I just want to see the metal pless booth, I need to inspect some of those.


----------



## shawn_

Anyone know what vendors will be there?


----------



## Luther

http://www.snowandiceshow.com/exhibitors


----------



## leigh

Whats our secret code to recognize each other? How about we all get mohawks?


----------



## iceyman

leigh said:


> Whats our secret code to recognize each other? How about we all get mohawks?


----------



## Broncslefty7

lolol.


----------



## Broncslefty7

does anyone know what time the actual show floor opens? normally with these shows is classes during the day and then the show floor opens in the afternoon?


----------



## Defcon 5

You guys are lucky....Someone amongst us will be speaking there...Luther is a keynote speaker...He enjoys Budweiser so make sure you buy him a few


----------



## Broncslefty7

idk, i think its pretty lame they couldnt sell out all of the booths....
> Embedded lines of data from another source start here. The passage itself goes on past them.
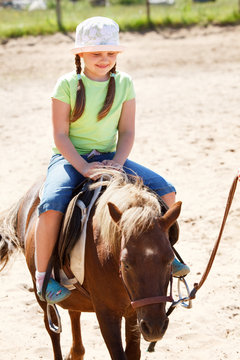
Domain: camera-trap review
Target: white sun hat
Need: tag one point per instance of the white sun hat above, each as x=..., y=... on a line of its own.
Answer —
x=97, y=33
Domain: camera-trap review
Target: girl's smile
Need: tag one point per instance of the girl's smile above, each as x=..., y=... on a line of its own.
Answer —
x=99, y=64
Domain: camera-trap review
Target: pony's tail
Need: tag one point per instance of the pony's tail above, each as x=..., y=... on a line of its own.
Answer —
x=9, y=242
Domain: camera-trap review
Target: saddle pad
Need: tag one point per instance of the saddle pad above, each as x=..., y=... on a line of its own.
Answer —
x=77, y=255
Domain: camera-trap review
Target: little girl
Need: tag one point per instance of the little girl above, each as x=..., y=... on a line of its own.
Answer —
x=93, y=116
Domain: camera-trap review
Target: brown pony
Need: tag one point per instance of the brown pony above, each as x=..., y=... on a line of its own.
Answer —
x=125, y=231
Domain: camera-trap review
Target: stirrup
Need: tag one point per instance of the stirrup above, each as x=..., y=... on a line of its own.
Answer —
x=55, y=292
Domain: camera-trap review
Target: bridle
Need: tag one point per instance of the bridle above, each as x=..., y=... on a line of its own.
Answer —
x=152, y=300
x=187, y=300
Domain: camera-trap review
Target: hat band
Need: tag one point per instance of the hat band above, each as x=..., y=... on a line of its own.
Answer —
x=92, y=48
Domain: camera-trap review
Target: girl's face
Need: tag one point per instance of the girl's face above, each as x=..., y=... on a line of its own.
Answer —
x=98, y=64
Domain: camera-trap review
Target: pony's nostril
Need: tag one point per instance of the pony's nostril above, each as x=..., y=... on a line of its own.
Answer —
x=144, y=326
x=165, y=325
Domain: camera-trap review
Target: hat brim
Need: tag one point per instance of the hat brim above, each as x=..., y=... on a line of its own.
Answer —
x=93, y=48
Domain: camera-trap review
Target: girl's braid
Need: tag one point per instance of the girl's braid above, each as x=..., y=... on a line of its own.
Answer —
x=80, y=97
x=110, y=95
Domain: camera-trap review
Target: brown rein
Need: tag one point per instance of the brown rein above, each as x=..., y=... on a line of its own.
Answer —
x=197, y=286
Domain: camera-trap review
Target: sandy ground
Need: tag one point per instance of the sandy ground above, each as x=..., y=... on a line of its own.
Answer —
x=188, y=129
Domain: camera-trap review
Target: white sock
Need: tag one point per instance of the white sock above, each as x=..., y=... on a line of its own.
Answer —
x=39, y=279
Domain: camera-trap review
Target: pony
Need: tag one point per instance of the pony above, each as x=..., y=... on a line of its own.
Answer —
x=128, y=261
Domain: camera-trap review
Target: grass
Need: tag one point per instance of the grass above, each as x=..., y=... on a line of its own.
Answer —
x=15, y=23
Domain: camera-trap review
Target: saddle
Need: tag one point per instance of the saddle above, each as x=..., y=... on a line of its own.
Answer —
x=68, y=258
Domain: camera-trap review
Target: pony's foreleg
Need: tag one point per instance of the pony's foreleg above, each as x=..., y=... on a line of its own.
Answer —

the pricing for the booths is absolutely ridiculous though. the classes look decent but we are slammed so i wont be able to make it. ill probably just have time to walk through the show and see some of the new stuff.


----------



## Defcon 5

Broncslefty7 said:


> idk, i think its pretty lame they couldnt sell out all of the booths....
> 
> the pricing for the booths is absolutely ridiculous though. the classes look decent but we are slammed so i wont be able to make it. ill probably just have time to walk through the show and see some of the new stuff.


Everybody is slammed.....It's like someone turned on the light switch....People are spending money freely now....Even if it's borrowed....


----------



## Broncslefty7

That’s true, we are getting more signatures on contracts at normal pricing. It’s nice


----------



## shawn_

Economy is moving along good stocks are staying steady, housing market is rising. Trump is killing it & the results are people spending a LOT of money.... every landscaper , tree guy, etc is busy for the next 3-4 months booked solid .


----------



## Broncslefty7

yeah even on the swimming pool side, we are hammered right now until august.


----------



## fireside

It’s very interesting market now. Some areas are hopping and others a completely dead. The buildings I take care off as of July 1 will all be 100% full. I’m starting another office build out next week.


----------



## Broncslefty7

the Berlin turnpikes real estate is dead, there’s a ton of buildings that are empty and up for lease.


----------



## fireside

Broncslefty7 said:


> the Berlin turnpikes real estate is dead, there's a ton of buildings that are empty and up for lease.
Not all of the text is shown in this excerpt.